Reason: I'd estimate that 80% to 95% of all pointer code can be written with non-nullable pointers. No proof, only a hunch. Many functions already return non-null than maybe-null, the type system merely doesn't know it yet. Even if we return a null pointer, then our caller, on receiving the maybe-null pointer from us, tends to immediately check, thus immediately convert to non-nullable, or else return early.

Whenever the common case requires annotation, we foster annotation salad:

    int notnull* foo() const @pure @safe nothrow @nogc

With class references, non-nullability is even more common than with pointers.

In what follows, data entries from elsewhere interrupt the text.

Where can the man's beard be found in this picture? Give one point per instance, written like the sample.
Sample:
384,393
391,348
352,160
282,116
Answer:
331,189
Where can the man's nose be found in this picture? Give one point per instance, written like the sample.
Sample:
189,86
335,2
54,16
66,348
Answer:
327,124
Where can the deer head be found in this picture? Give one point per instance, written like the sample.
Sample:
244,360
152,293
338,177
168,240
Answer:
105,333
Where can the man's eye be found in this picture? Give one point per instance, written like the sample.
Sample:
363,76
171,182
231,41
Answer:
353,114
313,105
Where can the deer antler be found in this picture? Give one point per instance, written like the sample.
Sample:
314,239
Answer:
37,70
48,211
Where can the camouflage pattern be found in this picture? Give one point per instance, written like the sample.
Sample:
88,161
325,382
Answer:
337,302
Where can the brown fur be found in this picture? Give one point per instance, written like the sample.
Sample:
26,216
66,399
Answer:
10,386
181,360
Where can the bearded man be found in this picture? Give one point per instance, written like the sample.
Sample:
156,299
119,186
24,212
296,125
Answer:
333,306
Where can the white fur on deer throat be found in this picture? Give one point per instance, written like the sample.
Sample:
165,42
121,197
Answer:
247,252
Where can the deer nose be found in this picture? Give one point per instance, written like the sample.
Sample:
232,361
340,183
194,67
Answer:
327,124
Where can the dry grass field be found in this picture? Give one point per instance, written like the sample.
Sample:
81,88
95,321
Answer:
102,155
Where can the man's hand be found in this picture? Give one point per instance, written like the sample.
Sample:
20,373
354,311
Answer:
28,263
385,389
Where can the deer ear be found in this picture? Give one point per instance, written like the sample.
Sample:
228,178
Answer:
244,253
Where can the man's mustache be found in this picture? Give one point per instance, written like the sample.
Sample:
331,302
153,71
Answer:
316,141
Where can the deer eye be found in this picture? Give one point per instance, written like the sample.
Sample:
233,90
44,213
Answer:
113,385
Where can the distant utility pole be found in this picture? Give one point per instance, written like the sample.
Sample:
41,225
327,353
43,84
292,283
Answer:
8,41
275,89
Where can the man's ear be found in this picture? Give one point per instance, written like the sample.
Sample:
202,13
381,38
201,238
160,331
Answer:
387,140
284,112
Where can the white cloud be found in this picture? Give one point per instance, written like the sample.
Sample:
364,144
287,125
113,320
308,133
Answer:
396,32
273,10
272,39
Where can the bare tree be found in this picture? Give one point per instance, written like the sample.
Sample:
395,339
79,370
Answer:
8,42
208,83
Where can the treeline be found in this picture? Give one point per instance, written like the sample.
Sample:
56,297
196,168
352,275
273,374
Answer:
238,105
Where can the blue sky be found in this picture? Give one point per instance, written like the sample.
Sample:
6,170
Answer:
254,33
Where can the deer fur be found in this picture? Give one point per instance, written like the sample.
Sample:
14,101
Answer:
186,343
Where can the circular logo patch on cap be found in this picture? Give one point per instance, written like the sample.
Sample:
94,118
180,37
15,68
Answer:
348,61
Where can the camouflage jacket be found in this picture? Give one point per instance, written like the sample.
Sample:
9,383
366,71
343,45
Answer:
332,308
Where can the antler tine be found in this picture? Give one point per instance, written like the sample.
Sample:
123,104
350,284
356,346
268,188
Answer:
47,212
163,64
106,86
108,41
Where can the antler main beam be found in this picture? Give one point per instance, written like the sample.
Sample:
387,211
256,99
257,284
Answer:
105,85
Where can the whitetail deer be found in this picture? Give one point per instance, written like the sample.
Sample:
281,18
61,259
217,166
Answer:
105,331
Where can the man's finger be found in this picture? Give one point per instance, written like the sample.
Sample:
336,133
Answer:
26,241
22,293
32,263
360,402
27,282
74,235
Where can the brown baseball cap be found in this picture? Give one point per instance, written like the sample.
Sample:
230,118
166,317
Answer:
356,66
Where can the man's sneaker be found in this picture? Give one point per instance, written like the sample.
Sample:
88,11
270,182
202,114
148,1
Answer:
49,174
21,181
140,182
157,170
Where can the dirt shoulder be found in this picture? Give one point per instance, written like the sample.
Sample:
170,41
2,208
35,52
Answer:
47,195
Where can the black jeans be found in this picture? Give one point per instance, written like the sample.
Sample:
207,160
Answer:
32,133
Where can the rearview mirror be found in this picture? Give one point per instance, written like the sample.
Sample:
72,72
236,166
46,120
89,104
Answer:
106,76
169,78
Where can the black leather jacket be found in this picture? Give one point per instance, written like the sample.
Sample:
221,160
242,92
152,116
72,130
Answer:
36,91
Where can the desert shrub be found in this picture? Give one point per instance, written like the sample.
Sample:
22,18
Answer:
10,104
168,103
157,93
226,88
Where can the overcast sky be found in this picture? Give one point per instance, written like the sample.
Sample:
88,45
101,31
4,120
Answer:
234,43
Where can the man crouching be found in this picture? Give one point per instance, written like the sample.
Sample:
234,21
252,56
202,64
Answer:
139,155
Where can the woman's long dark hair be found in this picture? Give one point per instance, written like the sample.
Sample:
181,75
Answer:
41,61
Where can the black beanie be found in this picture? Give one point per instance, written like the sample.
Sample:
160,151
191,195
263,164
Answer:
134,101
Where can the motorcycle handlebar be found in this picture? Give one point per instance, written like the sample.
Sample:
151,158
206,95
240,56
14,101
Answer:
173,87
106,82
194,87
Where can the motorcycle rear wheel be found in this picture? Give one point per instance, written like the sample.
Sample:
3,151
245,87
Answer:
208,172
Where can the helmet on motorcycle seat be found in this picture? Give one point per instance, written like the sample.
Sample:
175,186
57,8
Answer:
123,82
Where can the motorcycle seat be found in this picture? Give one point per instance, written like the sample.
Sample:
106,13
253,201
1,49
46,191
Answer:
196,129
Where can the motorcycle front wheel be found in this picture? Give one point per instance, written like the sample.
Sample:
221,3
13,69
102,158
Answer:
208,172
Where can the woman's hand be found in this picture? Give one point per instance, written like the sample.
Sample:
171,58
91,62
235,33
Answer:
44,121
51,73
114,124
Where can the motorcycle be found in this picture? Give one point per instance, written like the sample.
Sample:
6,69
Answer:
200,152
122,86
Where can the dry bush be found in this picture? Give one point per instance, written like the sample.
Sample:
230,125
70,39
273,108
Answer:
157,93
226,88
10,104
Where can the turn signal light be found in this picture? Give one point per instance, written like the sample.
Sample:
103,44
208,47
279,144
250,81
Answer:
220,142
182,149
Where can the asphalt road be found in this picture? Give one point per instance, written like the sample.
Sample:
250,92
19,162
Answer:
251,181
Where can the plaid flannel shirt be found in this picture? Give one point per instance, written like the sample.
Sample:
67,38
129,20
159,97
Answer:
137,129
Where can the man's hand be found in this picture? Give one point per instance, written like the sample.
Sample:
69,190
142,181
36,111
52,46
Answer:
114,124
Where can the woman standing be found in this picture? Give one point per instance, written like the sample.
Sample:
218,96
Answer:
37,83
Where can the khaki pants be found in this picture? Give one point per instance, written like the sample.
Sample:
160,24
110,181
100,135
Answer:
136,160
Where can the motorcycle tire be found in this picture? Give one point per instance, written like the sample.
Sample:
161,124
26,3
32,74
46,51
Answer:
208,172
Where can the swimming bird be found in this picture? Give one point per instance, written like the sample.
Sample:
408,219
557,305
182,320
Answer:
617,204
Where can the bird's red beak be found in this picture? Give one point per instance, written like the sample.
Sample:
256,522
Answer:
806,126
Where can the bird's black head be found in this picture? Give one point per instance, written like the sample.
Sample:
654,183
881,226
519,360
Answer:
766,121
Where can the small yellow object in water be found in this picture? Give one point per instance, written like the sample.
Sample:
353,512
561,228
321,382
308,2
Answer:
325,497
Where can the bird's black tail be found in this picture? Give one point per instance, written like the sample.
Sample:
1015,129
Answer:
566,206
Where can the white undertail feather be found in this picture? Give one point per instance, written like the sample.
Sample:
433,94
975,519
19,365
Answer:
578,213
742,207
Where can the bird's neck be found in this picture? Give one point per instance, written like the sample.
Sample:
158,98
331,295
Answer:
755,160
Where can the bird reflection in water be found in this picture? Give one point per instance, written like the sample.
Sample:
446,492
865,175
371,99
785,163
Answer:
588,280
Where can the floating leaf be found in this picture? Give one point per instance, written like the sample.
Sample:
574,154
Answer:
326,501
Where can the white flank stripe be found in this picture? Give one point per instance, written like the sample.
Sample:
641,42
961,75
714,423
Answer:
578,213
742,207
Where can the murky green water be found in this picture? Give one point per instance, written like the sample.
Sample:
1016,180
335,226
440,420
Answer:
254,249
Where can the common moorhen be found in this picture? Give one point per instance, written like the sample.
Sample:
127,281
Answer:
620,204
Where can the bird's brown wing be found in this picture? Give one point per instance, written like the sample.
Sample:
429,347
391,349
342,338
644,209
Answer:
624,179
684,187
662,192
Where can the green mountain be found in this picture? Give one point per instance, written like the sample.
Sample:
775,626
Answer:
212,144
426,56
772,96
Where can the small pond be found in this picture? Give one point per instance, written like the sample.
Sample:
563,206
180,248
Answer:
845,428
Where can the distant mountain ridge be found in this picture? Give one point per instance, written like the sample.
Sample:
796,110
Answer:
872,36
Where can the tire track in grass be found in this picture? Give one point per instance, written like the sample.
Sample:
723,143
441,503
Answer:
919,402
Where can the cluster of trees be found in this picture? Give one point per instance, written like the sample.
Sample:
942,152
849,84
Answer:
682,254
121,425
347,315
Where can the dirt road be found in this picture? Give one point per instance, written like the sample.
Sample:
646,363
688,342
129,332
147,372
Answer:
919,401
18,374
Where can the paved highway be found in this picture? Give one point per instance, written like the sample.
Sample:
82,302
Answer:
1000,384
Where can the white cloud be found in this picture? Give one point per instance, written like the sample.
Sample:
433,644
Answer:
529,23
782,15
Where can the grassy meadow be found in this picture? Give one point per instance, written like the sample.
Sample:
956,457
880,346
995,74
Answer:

Typically, null class references appear only as member variables during construction of another class:

    class A { /* ... */ }
    class B {
        A a;
        this() {
            /* here is the only time that a is ever null */
            a = new A();
        }
    }

> It's orthogonal, but very useful for correctness.

Yes, it's entirely orthogonal. :-)

@live is conceptually different enough from non-nullability, it feels best to solve them separately. @live feels more like @safe instead, and even those turned out independent.

Exciting topic, hard to fit onto existing D codebases.

-- Simon
November 21, 2019
Am Thu, 21 Nov 2019 03:47:21 +0000 schrieb Doc Andrew:

> On Wednesday, 20 November 2019 at 22:15:18 UTC, Walter Bright wrote:
>>
>> I originally was going to add null to the data flow analysis. But I realized it would be rather useless:
>>
>>   T* foo();
>>
>>   T* p = foo(); // is p null or not?
>>
>> Very quickly, the flow analysis would drop into "dunno if it is null or not" so it just won't be worth much.
> 
> You might only have to maintain this "undefined state" for a short period of time:
> 
> T* foo();
> T* p = foo();  //Undefined state
> 
> if(p)
> {
>      //We opened Schrodinger's pointer and know it's not null
> anymore.
> }
> else {
>      //We know it's null here.
> }
> 

TypeScript does that. In addition, it disallows dereferencing if the pointer is in the undefined state. So it forces you to check a pointer before you dereference it. I always found that to be quite useful.

-- 
Johannes
November 21, 2019
On Wednesday, 20 November 2019 at 22:15:18 UTC, Walter Bright wrote:
> In order to make non-null checking actually work, the language semantics would likely need to change to make:
>
>    T*    a non-null pointer
>    T?*   an optionally null pointer
>
> or something like that. Two different pointer types would need to exist.

If you're going to go with introducing new meanings like that, why not `&T` for the non-null pointer (to match Rust usage and the implicit comparison with taking the address of a stack variable)?

That would make it easier to introduce non-null pointers as opt-in without breaking existing code, and avoid any unintuitive differences with C APIs.

[By the way, isn't my bikeshed a lovely colour this season? :-)]

> Something like this is orthogonal to what @live is trying to do, so I put it on the shelf for the time being.

Sure, it makes sense to split the data flow analysis from the question of how any given pointer has its value set.

That said, it intuitively feels like a non-null pointer type might want to be implicitly @live.  One could avoid imposing that, but it's hard to think of a situation where on would want the one, without the other.

The one thing that Rust does with its references, which I find a little bit _too_ limiting, is the "single mutable reference" constraint.  They do this by default in order to avoid various multithreading failure cases, but it blocks some of the easy design options one could use in single-threaded code.

_As a default_ that probably makes sense, but it would be good to have an opt-out for code designs that are not going to have those failure cases.